Take a look of our results, i.e. modelSummaryDf, we decide to apply the final model (averaging) for our evaluation set because of the highest f1 score displayed for the final result from the test set. Looking at the results, “nb” from the base layer did the worst in terms of sensitivity, but did the best among all models in precision. All three models from the top layer can significantly enhance accuracy, sensitivy and f1 score. The final result is far from perfect but better than relying on just a single classification algorithm.
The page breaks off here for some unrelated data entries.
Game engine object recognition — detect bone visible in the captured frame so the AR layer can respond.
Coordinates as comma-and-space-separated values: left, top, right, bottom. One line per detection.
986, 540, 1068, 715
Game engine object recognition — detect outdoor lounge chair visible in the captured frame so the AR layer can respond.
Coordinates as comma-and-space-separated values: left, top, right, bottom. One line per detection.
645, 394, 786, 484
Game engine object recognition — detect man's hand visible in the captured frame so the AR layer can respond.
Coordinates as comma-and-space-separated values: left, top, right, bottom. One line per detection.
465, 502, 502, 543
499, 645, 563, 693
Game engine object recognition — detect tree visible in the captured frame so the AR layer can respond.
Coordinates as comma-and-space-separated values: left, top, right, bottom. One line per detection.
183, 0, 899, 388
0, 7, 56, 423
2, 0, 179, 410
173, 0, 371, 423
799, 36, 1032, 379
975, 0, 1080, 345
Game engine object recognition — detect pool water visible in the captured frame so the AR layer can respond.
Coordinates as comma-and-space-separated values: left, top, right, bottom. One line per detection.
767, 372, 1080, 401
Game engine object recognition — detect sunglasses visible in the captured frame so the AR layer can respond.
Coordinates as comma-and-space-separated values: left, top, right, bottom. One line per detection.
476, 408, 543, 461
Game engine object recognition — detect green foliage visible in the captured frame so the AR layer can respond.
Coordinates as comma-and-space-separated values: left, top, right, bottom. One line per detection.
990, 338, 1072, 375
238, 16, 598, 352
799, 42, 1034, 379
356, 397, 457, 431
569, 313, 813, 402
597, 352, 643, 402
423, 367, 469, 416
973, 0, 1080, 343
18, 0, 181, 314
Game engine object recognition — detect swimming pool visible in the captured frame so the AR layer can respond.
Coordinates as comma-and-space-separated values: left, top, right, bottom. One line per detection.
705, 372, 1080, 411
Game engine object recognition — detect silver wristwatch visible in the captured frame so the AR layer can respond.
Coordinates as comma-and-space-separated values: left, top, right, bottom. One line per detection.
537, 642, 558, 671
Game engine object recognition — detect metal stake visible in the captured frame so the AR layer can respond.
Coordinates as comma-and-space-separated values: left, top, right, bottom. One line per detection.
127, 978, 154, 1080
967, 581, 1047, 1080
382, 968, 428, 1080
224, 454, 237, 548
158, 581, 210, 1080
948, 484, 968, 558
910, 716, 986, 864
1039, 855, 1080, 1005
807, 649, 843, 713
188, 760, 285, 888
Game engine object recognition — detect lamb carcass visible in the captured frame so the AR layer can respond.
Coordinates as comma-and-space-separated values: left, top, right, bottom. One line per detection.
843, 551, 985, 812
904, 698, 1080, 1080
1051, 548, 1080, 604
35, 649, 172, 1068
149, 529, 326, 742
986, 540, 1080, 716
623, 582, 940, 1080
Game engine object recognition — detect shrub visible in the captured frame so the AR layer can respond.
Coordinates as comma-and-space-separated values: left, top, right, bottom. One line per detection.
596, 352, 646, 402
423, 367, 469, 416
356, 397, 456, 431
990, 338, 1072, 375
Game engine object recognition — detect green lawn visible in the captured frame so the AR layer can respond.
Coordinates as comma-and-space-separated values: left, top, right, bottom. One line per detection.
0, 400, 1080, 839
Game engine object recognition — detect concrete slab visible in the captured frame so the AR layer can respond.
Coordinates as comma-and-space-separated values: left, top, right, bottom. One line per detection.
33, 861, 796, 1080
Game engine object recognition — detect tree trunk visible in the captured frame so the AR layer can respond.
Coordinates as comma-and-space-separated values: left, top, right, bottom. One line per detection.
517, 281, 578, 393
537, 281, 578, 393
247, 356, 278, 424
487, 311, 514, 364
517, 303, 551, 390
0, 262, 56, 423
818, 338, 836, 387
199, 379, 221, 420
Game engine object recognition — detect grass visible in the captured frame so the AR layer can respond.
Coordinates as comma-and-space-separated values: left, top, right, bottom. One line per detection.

Lastly, when we compare the distribution between train and evaluation set, we see that that the proportion is very similar, i.e. Yes from evaluation (21.4%) vs Yes from train set (26.4%). Although it improved accuracy, the downside of ensembling is that the result is hard to interpret and communicate with stakeholder (such as what contributed more significantly to causing an accident).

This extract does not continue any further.